Akustisches Pendant zum Bart

Womit wir endlich bei Everetts Musik wären. "Things The Grandchildren Should Know" ist nicht nur der Titel seiner Autobiographie sondern auch der letzte Song auf seinem großen Album "Blinking Lights", an dem er sieben Jahre gearbeitet hat. Und dieses Album, das ist nun das Wunder an Everett, ist, genau wie seine Autobiographie, am Ende eine Hymne an das Leben, gerade weil sie sich so am Schmerz abarbeiten.

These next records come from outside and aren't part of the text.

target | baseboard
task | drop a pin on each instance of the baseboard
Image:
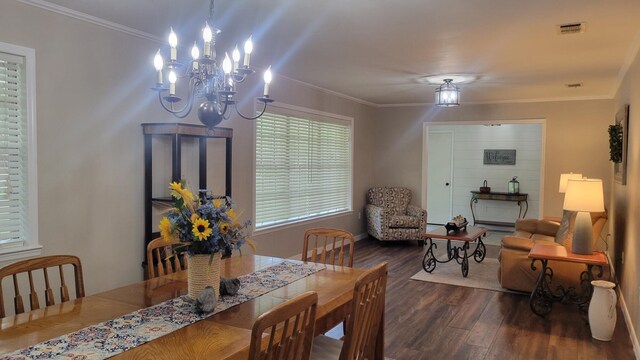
(627, 319)
(358, 237)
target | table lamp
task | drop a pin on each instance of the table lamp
(583, 196)
(563, 181)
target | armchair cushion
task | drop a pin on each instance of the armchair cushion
(393, 200)
(403, 221)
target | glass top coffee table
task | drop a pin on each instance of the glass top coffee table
(460, 254)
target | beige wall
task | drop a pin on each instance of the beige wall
(576, 140)
(92, 95)
(626, 203)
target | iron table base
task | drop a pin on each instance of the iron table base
(458, 253)
(543, 295)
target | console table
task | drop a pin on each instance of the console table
(520, 198)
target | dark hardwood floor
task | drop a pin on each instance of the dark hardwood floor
(426, 320)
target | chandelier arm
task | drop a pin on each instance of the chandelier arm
(173, 112)
(186, 109)
(264, 107)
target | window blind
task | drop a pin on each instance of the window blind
(303, 168)
(13, 151)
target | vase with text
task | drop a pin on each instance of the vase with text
(203, 271)
(602, 310)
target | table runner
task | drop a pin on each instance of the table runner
(115, 336)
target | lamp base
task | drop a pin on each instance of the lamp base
(582, 234)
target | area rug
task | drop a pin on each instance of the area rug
(482, 275)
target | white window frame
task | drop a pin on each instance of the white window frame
(285, 109)
(30, 246)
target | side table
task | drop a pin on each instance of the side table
(543, 295)
(460, 254)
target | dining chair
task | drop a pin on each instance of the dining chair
(328, 246)
(162, 259)
(290, 326)
(363, 324)
(31, 267)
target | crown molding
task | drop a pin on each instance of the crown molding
(335, 93)
(628, 61)
(515, 101)
(45, 5)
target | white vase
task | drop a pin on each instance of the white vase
(203, 271)
(602, 310)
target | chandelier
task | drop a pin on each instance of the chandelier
(447, 94)
(213, 84)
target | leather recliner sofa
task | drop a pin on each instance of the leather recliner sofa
(515, 267)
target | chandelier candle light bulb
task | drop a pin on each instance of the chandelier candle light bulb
(248, 49)
(195, 54)
(236, 57)
(172, 82)
(207, 35)
(267, 80)
(173, 43)
(158, 63)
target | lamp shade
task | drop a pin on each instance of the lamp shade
(563, 181)
(584, 195)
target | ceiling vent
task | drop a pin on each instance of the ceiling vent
(572, 28)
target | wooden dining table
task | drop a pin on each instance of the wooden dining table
(225, 335)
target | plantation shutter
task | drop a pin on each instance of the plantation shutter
(303, 168)
(13, 151)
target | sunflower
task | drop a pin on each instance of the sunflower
(165, 228)
(224, 228)
(233, 216)
(201, 229)
(187, 195)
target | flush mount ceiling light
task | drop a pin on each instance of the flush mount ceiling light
(447, 94)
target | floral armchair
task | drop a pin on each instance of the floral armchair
(390, 217)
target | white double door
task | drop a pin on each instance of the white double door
(439, 176)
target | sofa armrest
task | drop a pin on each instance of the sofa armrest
(420, 213)
(535, 226)
(517, 243)
(523, 244)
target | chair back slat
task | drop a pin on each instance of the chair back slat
(30, 266)
(328, 246)
(18, 305)
(162, 259)
(290, 329)
(367, 314)
(33, 295)
(48, 293)
(64, 290)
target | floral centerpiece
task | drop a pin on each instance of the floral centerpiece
(208, 230)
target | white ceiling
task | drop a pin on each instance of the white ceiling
(377, 50)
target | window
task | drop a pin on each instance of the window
(18, 190)
(303, 166)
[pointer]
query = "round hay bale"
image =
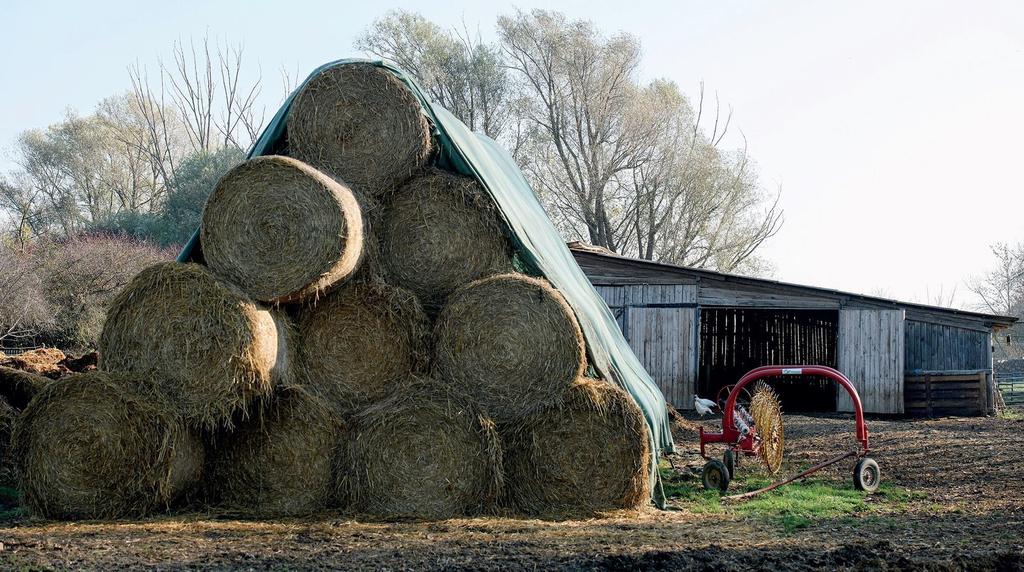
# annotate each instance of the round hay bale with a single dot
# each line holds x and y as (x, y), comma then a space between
(360, 124)
(441, 231)
(511, 342)
(281, 230)
(358, 340)
(424, 452)
(281, 463)
(102, 445)
(209, 348)
(17, 387)
(584, 453)
(8, 473)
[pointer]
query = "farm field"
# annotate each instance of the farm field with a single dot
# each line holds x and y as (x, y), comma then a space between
(952, 498)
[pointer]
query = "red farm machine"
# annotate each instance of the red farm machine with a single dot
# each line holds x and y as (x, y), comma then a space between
(752, 426)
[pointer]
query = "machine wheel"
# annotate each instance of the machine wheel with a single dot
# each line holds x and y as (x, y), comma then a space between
(866, 475)
(715, 476)
(729, 459)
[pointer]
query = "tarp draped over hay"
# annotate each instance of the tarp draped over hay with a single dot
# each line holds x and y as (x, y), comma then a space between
(539, 249)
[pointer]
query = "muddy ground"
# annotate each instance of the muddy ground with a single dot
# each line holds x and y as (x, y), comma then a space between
(953, 499)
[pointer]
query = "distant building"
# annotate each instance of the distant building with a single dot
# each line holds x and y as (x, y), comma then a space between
(697, 331)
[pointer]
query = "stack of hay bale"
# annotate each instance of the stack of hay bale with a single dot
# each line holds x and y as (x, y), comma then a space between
(358, 338)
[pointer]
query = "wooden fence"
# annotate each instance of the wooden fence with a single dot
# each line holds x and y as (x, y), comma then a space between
(1011, 386)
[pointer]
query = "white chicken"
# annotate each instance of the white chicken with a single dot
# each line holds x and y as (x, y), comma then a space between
(704, 406)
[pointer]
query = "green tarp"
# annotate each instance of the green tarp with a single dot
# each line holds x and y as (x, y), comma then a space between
(539, 248)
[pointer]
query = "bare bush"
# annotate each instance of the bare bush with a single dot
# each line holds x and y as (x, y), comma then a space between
(79, 278)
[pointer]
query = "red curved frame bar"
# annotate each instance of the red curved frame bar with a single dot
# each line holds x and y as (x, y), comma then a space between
(731, 435)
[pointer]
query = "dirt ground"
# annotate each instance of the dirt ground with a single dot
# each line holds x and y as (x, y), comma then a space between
(952, 499)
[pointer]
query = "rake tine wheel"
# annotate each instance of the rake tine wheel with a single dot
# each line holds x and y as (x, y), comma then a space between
(767, 413)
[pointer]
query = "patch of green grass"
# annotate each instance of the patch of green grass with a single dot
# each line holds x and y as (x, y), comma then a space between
(791, 508)
(1011, 413)
(688, 490)
(797, 504)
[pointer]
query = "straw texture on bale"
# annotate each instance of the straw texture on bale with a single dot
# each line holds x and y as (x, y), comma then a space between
(18, 387)
(8, 415)
(281, 463)
(424, 452)
(585, 453)
(102, 445)
(441, 231)
(44, 361)
(211, 350)
(360, 124)
(282, 230)
(511, 342)
(358, 340)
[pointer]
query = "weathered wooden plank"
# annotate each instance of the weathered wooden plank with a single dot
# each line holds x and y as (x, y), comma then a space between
(870, 353)
(662, 339)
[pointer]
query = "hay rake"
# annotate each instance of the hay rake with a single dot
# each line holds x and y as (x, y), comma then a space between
(752, 425)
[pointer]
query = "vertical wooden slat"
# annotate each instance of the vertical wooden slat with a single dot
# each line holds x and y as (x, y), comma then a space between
(870, 353)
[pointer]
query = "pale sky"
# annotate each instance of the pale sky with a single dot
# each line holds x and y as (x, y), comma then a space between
(894, 128)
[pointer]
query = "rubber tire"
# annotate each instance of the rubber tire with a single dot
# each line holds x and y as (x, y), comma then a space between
(715, 476)
(729, 459)
(866, 467)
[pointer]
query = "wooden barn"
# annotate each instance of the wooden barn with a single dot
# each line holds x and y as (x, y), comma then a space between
(697, 331)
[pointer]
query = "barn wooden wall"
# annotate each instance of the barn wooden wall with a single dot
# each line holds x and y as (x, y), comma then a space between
(936, 347)
(870, 353)
(733, 341)
(659, 323)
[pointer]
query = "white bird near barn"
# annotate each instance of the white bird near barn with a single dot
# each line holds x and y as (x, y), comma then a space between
(704, 406)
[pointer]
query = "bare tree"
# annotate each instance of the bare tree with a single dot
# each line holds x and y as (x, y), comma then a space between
(1000, 291)
(23, 308)
(201, 96)
(457, 69)
(628, 167)
(582, 87)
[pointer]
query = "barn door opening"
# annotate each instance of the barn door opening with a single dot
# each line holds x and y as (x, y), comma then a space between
(733, 341)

Ja, "Blinking Lights" ist eines dieser Kunstwerke, die wie ein Schlag auf den Kopf wirken, als würden sie einem jäh das ganze Leben von außen zeigen, schau doch endlich hin, bevor es vorbei ist. Oder wie er es in dem Song "Hey Man" mit dieser aggressiven Stimme, die das akustische Pendant ist zu seinem filzig-struwweligen Bart, selbst ausdrückt: "Do you know what it's like to fall on the floor / And cry your guts out 'til you got no more/ Hey man now you're really living."

Man kann dieses Lied jetzt neu hören. Beziehungsweise dabei zuschauen, wie Everett es singt: Parallel zu seiner Autobiographie hat Everett zwei Doppel-CDs herausgebracht, "Meet The Eels". und "Useless Trinkets" (beide bei Geffen erschienen). Das erste ist eine Art Best of Eels, von ihm selbst zusammengestellt, inklusive Video-DVD.

Das zweite, das man mit "Nutzlose Wertlosigkeiten" übersetzen könnte, enthält 50 Auskopplungen, B-Seiten, Neuinterpretationen, Remixes und es zeigt, was für ein fulminant vielseitiger Musiker Everett ist, teils hat er alte Songs alleine nochmal aufgenommen, teils mit Freunden neu interpretiert, und so ziehen die fünf wichtigsten Alben nochmal in komprimierter Form an einem vorüber.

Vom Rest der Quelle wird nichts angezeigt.